Contractual interpretation
Resolution of tax disputes depends on applying the law as it is to the facts as found. If the facts are wrong, so usually will be the tax. Findings of fact often depend on contractual interpretation, so it’s important to know the basics here. As the High Court restated recently1, it’s an objective approach according to what the reasonable businessperson would have understood the terms to mean2. The principles involved are similar to those applied to statutes, but there are important differences. Lewison & Hughes The Interpretation of Contracts in Australia is a good general reference. Below are 10 key things to remember – a 2013 article provides more detail3.

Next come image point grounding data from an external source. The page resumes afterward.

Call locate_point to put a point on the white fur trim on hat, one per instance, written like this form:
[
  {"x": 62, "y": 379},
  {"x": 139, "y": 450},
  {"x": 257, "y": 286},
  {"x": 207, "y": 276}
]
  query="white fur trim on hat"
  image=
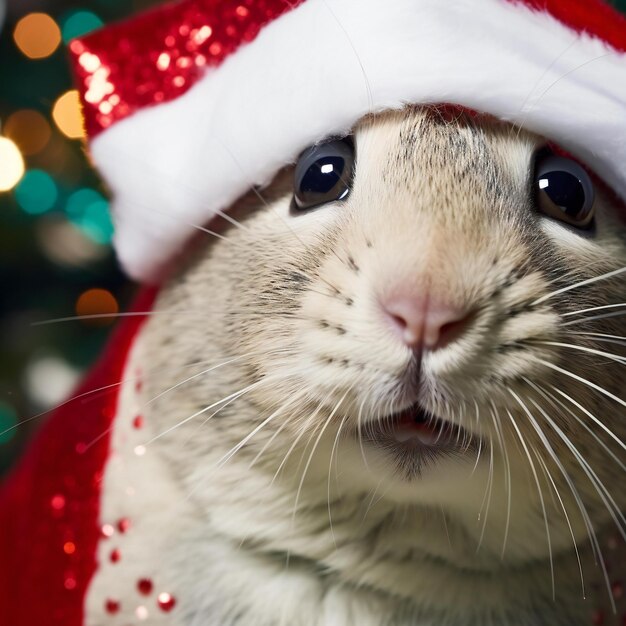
[{"x": 316, "y": 70}]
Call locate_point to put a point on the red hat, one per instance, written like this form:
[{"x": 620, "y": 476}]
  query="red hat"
[
  {"x": 190, "y": 105},
  {"x": 186, "y": 107}
]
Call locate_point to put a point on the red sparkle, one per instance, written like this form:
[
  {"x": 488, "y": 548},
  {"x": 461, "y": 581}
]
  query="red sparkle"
[
  {"x": 123, "y": 525},
  {"x": 112, "y": 606},
  {"x": 118, "y": 54},
  {"x": 145, "y": 586},
  {"x": 166, "y": 602},
  {"x": 107, "y": 530},
  {"x": 57, "y": 502},
  {"x": 69, "y": 583}
]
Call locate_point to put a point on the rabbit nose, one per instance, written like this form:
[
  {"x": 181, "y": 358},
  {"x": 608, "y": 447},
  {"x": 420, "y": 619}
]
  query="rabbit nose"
[{"x": 423, "y": 323}]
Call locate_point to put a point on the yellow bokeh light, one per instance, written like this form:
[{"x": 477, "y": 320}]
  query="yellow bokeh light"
[
  {"x": 11, "y": 164},
  {"x": 29, "y": 130},
  {"x": 37, "y": 35},
  {"x": 68, "y": 116}
]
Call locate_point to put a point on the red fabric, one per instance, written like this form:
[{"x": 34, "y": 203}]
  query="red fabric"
[
  {"x": 595, "y": 17},
  {"x": 160, "y": 54},
  {"x": 49, "y": 506}
]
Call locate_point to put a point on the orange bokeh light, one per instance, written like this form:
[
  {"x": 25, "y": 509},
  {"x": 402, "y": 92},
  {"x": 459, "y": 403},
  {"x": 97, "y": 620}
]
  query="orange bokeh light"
[
  {"x": 97, "y": 302},
  {"x": 37, "y": 35},
  {"x": 68, "y": 116}
]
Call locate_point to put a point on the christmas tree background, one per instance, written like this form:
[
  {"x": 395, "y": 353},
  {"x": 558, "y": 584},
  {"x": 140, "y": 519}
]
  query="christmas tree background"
[{"x": 55, "y": 231}]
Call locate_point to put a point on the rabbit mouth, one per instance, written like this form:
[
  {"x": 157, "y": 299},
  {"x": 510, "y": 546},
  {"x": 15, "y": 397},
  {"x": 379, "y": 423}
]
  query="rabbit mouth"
[{"x": 416, "y": 437}]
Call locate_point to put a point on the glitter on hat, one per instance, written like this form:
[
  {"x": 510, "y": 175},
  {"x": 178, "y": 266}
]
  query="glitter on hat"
[
  {"x": 112, "y": 606},
  {"x": 145, "y": 586},
  {"x": 123, "y": 525}
]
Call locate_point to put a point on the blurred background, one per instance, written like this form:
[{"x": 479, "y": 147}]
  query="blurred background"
[{"x": 55, "y": 231}]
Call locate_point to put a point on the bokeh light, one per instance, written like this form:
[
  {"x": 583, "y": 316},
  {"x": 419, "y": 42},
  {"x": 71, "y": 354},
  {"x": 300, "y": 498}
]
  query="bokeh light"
[
  {"x": 37, "y": 35},
  {"x": 11, "y": 164},
  {"x": 78, "y": 23},
  {"x": 90, "y": 211},
  {"x": 29, "y": 129},
  {"x": 50, "y": 380},
  {"x": 8, "y": 420},
  {"x": 68, "y": 116},
  {"x": 97, "y": 302},
  {"x": 37, "y": 192}
]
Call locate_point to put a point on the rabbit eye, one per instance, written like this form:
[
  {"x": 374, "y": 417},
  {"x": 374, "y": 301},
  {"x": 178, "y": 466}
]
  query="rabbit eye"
[
  {"x": 324, "y": 174},
  {"x": 564, "y": 190}
]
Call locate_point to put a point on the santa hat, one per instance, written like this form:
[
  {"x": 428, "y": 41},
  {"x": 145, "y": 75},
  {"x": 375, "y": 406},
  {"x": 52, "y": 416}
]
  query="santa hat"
[{"x": 191, "y": 104}]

Gordon Brysland – Tax Counsel Network
See here for the official PDF of interpretationNOW! Episode 20
1 – objective exercise
Contractual interpretation is an objective and impersonal exercise in determining what the parties meant by the words they used. What they privately thought, believed, understood or intended regarding their rights and obligations is irrelevant to what the contract means4.
2 – the contract itself
Absent fraud, mistake or misrepresentation, it is only the contract itself which binds the parties and is to be interpreted5. Care needs to be taken, therefore, in identifying exactly what constitutes the contract. Some external materials may be available to assist interpretation, and a range of technical rules govern their use.
3 – congruent operation
Preference is to be given to an interpretation which takes into account all components of the contract, and which gives them a congruent and harmonious operation6. Perfect consistency may be difficult to achieve in practice sometimes, but courts do insist on this default setting.
4 – ordinary meaning
Ordinary meaning prevails subject to contractual context. Context may show the parties objectively intended some other meaning, and a range of rules deal with things like scientific terms, technical meaning, foreign words and customary usage. Sometimes modification may be necessary to avoid absurdity or inconsistency (but no further)7.
5 – unambiguous words
Unambiguous words must generally be given effect to8. A word is ambiguous if it has 2 or more primary meanings which may be adopted without distorting the language, or the meaning is otherwise doubtful or unclear. The ambiguity must be manifest and not theoretical, however, and we must not be over-zealous in searching for it.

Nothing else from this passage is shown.